313 teilten ihn. 1885 Kommentare folgten – zustimmende und
ablehnende. Es gebe einfach einen Punkt, an dem Schluss sei, schrieb
Ariane Friedrich fünf Tage später auf ihrer Facebook-Seite. Eine
Anzeige zu stellen, sei natürlich immer der richtige Weg. »Ich bin
allerdings nicht mehr bereit, mich doppelt zum Opfer zu machen und
stets zu schweigen.« Sie wolle Stärke beweisen für alle jene, die »im
Stillen durch Perverse belästigt werden«, sie wolle »mit gutem
Beispiel vorangehen«. Das ist sie leider nicht. Leider, leider nicht.
Denn menschlich ist ihr Verhalten so nachvollziehbar. Dass sie ein
Zeichen setzen, sich wehren will – absolut verständlich. Nur: Der
Weg, den sie über Facebook gewählt hat, war für einen schnellen
Frustabbau sicherlich der richtige, aber der falsche, wenn es darum
geht zu zeigen, wie man sich im Internet benimmt. Ein offener
Kommunikationsraum, wie es das Netz idealerweise sein sollte, lebt
von Menschen, die verantwortungsbewusst mit ihm umgehen. Die also
nicht hetzen, beleidigen, diskriminieren, die keine anrüchigen Texte
und Fotos posten, selbst wenn sie diese erhalten haben. So wie man
von anderen behandelt werden möchte, sollte man sich verhalten. Das
ist ein moralischer Leitsatz fürs Leben, er sollte damit auch für das
Verhalten im Internet gelten. Ariane Friedrich hat das Netz als
Pranger genutzt. Das ist nicht in Ordnung, da Menschen innerhalb von
Minuten so mobilisiert werden können, dass aus dem Anprangern eine
Hetzjagd wird. Wie schnell sich die Masse auf einen Menschen
einschießen kann, hat der Fall der getöteten Lena gezeigt. Allein
deshalb ist es absolut verantwortungslos, Namen und Wohnort eines
Menschen zu nennen, wenn dieser es nicht ausdrücklich erlaubt hat.

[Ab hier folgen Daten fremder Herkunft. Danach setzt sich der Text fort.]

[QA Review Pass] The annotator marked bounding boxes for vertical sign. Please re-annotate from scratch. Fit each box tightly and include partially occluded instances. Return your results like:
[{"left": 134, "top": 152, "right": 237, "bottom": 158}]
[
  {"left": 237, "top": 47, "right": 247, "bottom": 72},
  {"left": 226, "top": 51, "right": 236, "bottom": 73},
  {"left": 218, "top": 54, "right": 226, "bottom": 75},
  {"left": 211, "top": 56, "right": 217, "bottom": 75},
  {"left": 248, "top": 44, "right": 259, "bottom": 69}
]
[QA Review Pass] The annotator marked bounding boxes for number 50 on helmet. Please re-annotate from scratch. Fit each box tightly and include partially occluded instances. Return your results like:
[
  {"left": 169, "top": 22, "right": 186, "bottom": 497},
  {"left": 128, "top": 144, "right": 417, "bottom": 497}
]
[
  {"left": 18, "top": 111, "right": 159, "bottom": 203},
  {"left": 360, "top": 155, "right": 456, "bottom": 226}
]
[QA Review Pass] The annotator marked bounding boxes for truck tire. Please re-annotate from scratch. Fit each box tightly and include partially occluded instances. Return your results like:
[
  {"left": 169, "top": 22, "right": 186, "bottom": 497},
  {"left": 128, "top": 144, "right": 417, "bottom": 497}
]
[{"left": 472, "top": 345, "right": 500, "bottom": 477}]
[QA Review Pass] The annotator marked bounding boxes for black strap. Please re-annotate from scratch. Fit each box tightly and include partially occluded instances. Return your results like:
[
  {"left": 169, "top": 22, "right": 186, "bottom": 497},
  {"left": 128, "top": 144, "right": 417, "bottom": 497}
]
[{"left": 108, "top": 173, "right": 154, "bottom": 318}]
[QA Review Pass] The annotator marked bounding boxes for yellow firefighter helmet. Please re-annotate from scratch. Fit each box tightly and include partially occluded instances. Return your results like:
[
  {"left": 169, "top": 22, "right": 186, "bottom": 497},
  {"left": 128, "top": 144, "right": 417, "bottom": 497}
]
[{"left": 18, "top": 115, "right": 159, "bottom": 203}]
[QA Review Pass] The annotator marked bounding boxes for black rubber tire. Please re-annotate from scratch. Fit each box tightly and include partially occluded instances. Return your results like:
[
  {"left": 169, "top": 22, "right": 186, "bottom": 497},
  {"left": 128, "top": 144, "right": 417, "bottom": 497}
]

Die Beschreibung desjenigen, gegen den sich Ariane Friedrich wehrt,
trifft zudem nicht nur auf einen einzigen Mann zu. Das heißt:
Unschuldige können verdächtigt werden. Auch wenn es sich um ein
Bibelzitat handelt, ist »Auge um Auge, Zahn um Zahn« immer im Leben
die falsche Devise.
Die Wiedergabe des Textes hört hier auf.